Maia:Ser enxadrista profissional não é fácil. Alguma vez você pensou em parar, fazer outras coisas profissionalmente?
Leitão: Sim, já pensei nisso diversas vezes. Mas não consigo ficar muito tempo longe de um tabuleiro. Fiz faculdade de Direito por 2 anos, mas tive que interromper os estudos devido às competições. Mesmo se eu fosse advogado ou exercesse alguma outra profissão, jamais perderia o contato com o xadrez. Essa idéia de parar com o xadrez de competição passa vez ou outra pela mente de todos os profissionais (especialmente depois de uma derrota amarga ou um torneio sofrível). A realidade, porém, é que um GM adquiriu um certo nível de status e excelência no que faz e não é fácil começar alguma outra atividade do zero. Atualmente estou feliz com as atividades de jogador e treinador e não pretendo fazer outra coisa.
Maia: Quais suas metas na carreira?
Leitão: Como jogador pretendo subir meu rating e entrar na lista dos Top 100. Como treinador tenho uma meta a longo prazo, que é ajudar algum enxadrista talentoso a conseguir o título de GM.
Maia: Você vai optar por jogar as Olimpíadas ou os Jogos Abertos de SP?
Leitão: Infelizmente a coincidência de datas entre os dois eventos não me deixa outra escolha a não ser disputar os Jogos Abertos.
Maia: Este ano teremos eleições na CBX. A atual gestão foi ótima ao sanear as finanças e produzir um bom caixa, além de várias outras iniciativas muito boas. Mas uma crítica que fazem é que teve uma atenção muito acentuada nos GM´s, esquecendo um pouco da base. O que você acha destas críticas e o que você espera da próxima gestão da CBX ?
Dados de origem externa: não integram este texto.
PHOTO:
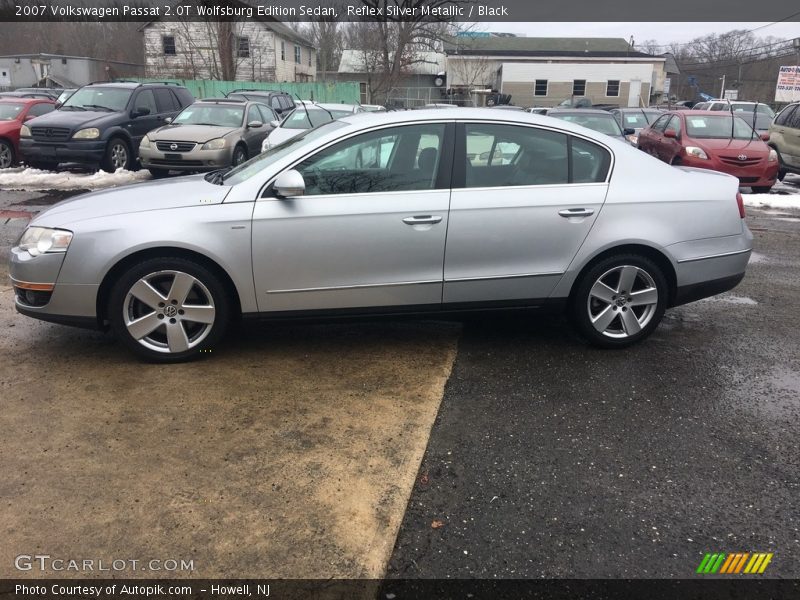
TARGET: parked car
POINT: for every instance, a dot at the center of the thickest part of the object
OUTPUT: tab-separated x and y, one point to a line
599	120
168	264
784	138
280	102
636	119
712	140
207	135
307	116
13	113
101	124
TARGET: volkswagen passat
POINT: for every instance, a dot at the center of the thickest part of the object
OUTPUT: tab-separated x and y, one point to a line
391	213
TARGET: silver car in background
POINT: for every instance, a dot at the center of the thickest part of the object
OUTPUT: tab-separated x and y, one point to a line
554	215
207	135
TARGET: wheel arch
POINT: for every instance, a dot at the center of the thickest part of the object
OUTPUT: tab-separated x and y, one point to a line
115	272
657	256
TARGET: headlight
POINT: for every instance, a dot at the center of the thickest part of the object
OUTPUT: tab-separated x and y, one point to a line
696	152
92	133
217	144
41	240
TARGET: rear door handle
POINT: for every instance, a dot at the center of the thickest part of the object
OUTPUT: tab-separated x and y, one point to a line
576	212
422	220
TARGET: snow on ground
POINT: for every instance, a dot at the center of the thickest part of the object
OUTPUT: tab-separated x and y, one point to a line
37	180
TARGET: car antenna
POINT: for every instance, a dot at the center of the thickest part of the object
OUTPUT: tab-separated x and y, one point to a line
308	116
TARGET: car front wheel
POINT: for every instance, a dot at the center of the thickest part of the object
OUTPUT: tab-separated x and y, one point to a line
169	309
619	301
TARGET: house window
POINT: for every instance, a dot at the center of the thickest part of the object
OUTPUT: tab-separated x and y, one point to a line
168	44
243	47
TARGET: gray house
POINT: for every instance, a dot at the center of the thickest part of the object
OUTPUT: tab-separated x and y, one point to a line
29	70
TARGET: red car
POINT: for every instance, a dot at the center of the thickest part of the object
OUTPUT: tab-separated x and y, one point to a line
713	140
13	113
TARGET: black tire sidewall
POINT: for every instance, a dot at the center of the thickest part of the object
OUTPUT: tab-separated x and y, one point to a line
580	316
212	282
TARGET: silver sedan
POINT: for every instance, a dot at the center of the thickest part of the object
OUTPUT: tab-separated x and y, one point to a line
423	211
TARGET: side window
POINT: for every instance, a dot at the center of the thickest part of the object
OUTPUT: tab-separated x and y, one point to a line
509	155
146	99
590	162
165	100
398	159
38	110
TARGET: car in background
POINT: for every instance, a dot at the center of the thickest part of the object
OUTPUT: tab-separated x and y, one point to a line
598	120
636	119
307	116
712	140
209	134
14	112
574	220
281	103
784	138
101	124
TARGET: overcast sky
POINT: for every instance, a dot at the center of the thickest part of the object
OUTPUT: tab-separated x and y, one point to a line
665	33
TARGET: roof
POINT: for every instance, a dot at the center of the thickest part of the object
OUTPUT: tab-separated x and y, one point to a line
518	46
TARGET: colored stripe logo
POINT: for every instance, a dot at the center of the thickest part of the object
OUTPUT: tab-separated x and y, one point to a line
734	563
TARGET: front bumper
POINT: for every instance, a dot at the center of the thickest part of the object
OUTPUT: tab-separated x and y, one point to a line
85	152
195	160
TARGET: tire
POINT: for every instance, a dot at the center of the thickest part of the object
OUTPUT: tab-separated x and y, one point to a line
7	156
609	319
239	156
154	325
158	173
117	156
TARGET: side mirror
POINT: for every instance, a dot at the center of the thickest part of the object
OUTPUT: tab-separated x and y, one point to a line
288	184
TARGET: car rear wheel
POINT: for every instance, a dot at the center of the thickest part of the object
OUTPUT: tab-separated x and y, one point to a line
619	301
118	155
7	157
169	309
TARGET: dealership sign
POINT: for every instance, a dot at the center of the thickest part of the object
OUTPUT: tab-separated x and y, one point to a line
788	88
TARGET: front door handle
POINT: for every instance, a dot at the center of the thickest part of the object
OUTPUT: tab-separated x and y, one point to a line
422	220
576	212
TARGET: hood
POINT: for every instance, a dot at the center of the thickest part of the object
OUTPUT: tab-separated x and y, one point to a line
190	133
74	119
193	190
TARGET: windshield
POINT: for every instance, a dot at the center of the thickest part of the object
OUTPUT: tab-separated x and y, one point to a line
94	98
717	127
299	119
211	114
258	163
10	111
602	123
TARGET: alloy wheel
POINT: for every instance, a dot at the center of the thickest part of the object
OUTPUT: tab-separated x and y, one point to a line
169	312
622	301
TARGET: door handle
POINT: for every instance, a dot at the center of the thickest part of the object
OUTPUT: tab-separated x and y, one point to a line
576	212
422	220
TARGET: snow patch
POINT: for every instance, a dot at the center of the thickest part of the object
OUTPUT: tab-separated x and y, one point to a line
37	180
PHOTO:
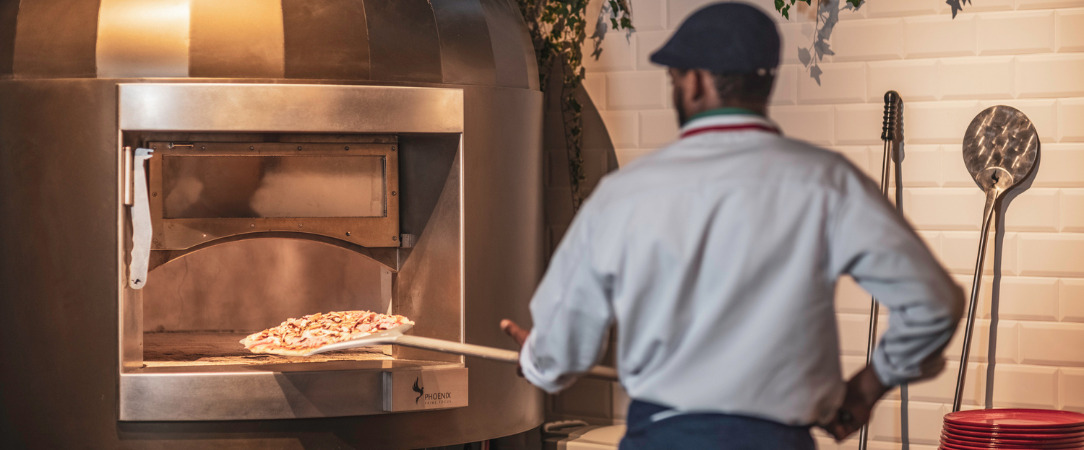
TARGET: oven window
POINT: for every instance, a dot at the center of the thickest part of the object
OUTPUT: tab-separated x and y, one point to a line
215	187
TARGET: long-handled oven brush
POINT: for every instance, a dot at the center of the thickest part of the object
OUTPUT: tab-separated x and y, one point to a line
891	137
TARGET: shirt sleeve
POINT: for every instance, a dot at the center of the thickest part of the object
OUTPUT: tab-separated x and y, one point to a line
875	245
570	310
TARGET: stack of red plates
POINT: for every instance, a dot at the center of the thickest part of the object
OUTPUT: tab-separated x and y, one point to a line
1012	428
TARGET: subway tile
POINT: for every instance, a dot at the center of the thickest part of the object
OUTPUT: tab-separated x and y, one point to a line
1019	298
1071	389
785	91
924	420
1052	255
594	84
1006	345
953	171
628	155
1067	27
944	208
1028	298
1022	386
895	9
1016	33
1034	209
932	241
914	80
859	124
1059	166
859	155
1049	76
1052	343
840	82
1043	4
921	166
1071	299
647	42
657	128
813	124
636	90
1071	119
617	54
648	15
938	123
794	35
940	36
1072	208
984	77
623	127
959	252
867	40
942	387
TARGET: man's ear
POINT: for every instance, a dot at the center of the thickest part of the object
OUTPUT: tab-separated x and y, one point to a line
705	87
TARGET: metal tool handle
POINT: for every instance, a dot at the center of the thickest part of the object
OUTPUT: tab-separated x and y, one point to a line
141	221
892	103
988	216
485	352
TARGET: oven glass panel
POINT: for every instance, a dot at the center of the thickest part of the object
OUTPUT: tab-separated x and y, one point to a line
273	187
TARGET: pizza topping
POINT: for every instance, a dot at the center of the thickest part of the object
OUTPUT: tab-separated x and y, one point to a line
295	336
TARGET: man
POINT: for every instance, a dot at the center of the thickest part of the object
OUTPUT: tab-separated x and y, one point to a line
718	257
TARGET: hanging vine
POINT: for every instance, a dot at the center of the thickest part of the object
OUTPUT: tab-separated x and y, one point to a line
558	30
826	16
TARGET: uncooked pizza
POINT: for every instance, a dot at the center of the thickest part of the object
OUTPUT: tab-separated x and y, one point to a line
298	336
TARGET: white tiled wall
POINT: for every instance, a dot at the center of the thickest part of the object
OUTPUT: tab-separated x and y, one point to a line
1023	53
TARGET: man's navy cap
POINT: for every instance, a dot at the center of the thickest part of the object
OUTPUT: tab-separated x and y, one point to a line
723	38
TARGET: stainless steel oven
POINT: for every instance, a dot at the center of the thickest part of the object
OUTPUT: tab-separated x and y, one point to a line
223	166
Leitão: Acho que as críticas são infundadas e que a atual gestão da CBX está desenvolvendo um trabalho excepcional. Depois de um longo período no vermelho, finalmente a CBX tem dinheiro em caixa. Quanto às críticas ao apoio dado aos GMs, cumpre dizer que esta é uma das atribuições mais importantes de um Confederação: apoiar seus melhores jogadores. Aliás, este apoio não foi dado somente a GMs, mas também a muitos outros jogadores. Espero que a próxima gestão dê continuidade a este trabalho e que não haja um retrocesso.
Maia: Na sua opinião como está o desenvolvimento do xadrez no Brasil em termos regionais? tem acompanhado o desenvolvimento de federações do norte/nordeste, como, por exemplo, a do Pará (que realizou diversos eventos) ?
Leitão: Não tenho conhecimento suficiente para opinar sobre o desenvolvimento do xadrez em outras regiões. 90% dos torneios que disputo no Brasil são realizados em São Paulo.
Maia: O jogo de xadrez é sempre citado como grande instrumento pedagógico em idade escolar, auxiliando no desenvolvimento de outras habilidades como matemática, etc. Você concorda integralmente ou acha que há uma certa superestimação ideal dos benefícios do jogo?
Leitão: Concordo integralmente com os benefícios do xadrez para crianças em idade escolar. Claro que existem exceções, como enxadristas que tenham dificuldade na escola, mas isso é extremamente raro.
Maia: Obrigado pelo papo, GM Rafael Leitão! Apesar de você ser botafoguense, sou muito seu fã!!